Hi, I would like to know the best way to deal with long running processes started on demand from an ASP.NET webpage. the process may consist of various steps (like upload files to the server, run SSIS packages on them, execute some stored procedures etc) and sometimes the process could take upto couple of hours to finish. if I go for asynchronous execution using a WCF service, then what happens if the user closes the browser while the process is running, how the process success or failure result should be displayed to the user?. To solve this, I chose one-way WCF service calls, but the problem with that is I need to create a process table and store the result (and error messages if it fails in any of the steps and which steps have completed successfully) in that table which is an additional overhead because there are many such processes with various steps that the user can invoke from the web page and user needs to be made aware of the progress (in simplest case, the status can be "process xyz running") and once it is done, the output needs to be displayed to the user (for example by running a stored procedure). what is the best way to design the solution for this? thanks in advance.
I cant say what the best way would be but using Windows Workflow Foundation for such long running processes is definitely one way to go about it.
You can do tracking of the process to see what stage it is at, even persist it if you have steps where it is awaiting user input etc.
WF provides a lot of features out of the box (especially if your storage medium is SQL Server) and may be a good option to consider.
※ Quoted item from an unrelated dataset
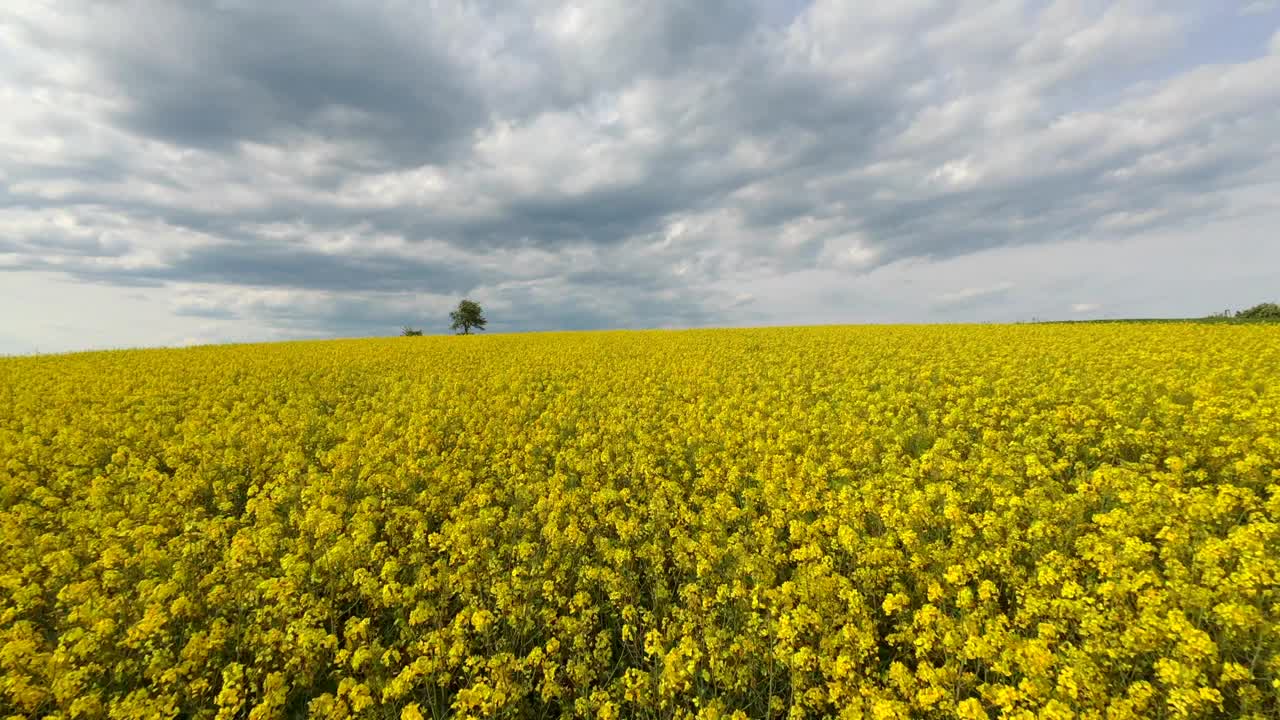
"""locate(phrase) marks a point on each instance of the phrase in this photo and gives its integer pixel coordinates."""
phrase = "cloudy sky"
(208, 171)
http://www.codeproject.com/KB/WF/WF4Extensions.aspx might help give you some more insight into the same.
I think you are in the right track. You should run the process asynchronously, store the execution somewhere (a table), and keep status of the running process in there.
Your user should see a pending display label while the process is executing, and a finished label with the result when the process finished. If the user closed the browser, she will see the result of her running process next time she logs in.
As I see it, you have three options
- Have a long running page where the user waits for the response. If this is several hours, you're going to have many usability problems, so I wouldn't even consider it.
- Create a process table to store the results of operations. Run service functions asynchronously and delegate logging the results to the service. There can be a page that the user refreshes which gets the latest results of this table.
- If you really don't want to create a table, then store all the current process details in the users' session state, and have a current processes page as above. You have the possible issue that the session might timeout, or the web app might restart and you'll lose all this.
I can't see that number 2 is such a great hardship. You could make the table fairly generic to encompass all types of processes: process details could just be encoded as binary or xml and interpreted by the web application. You then have the most robust solution.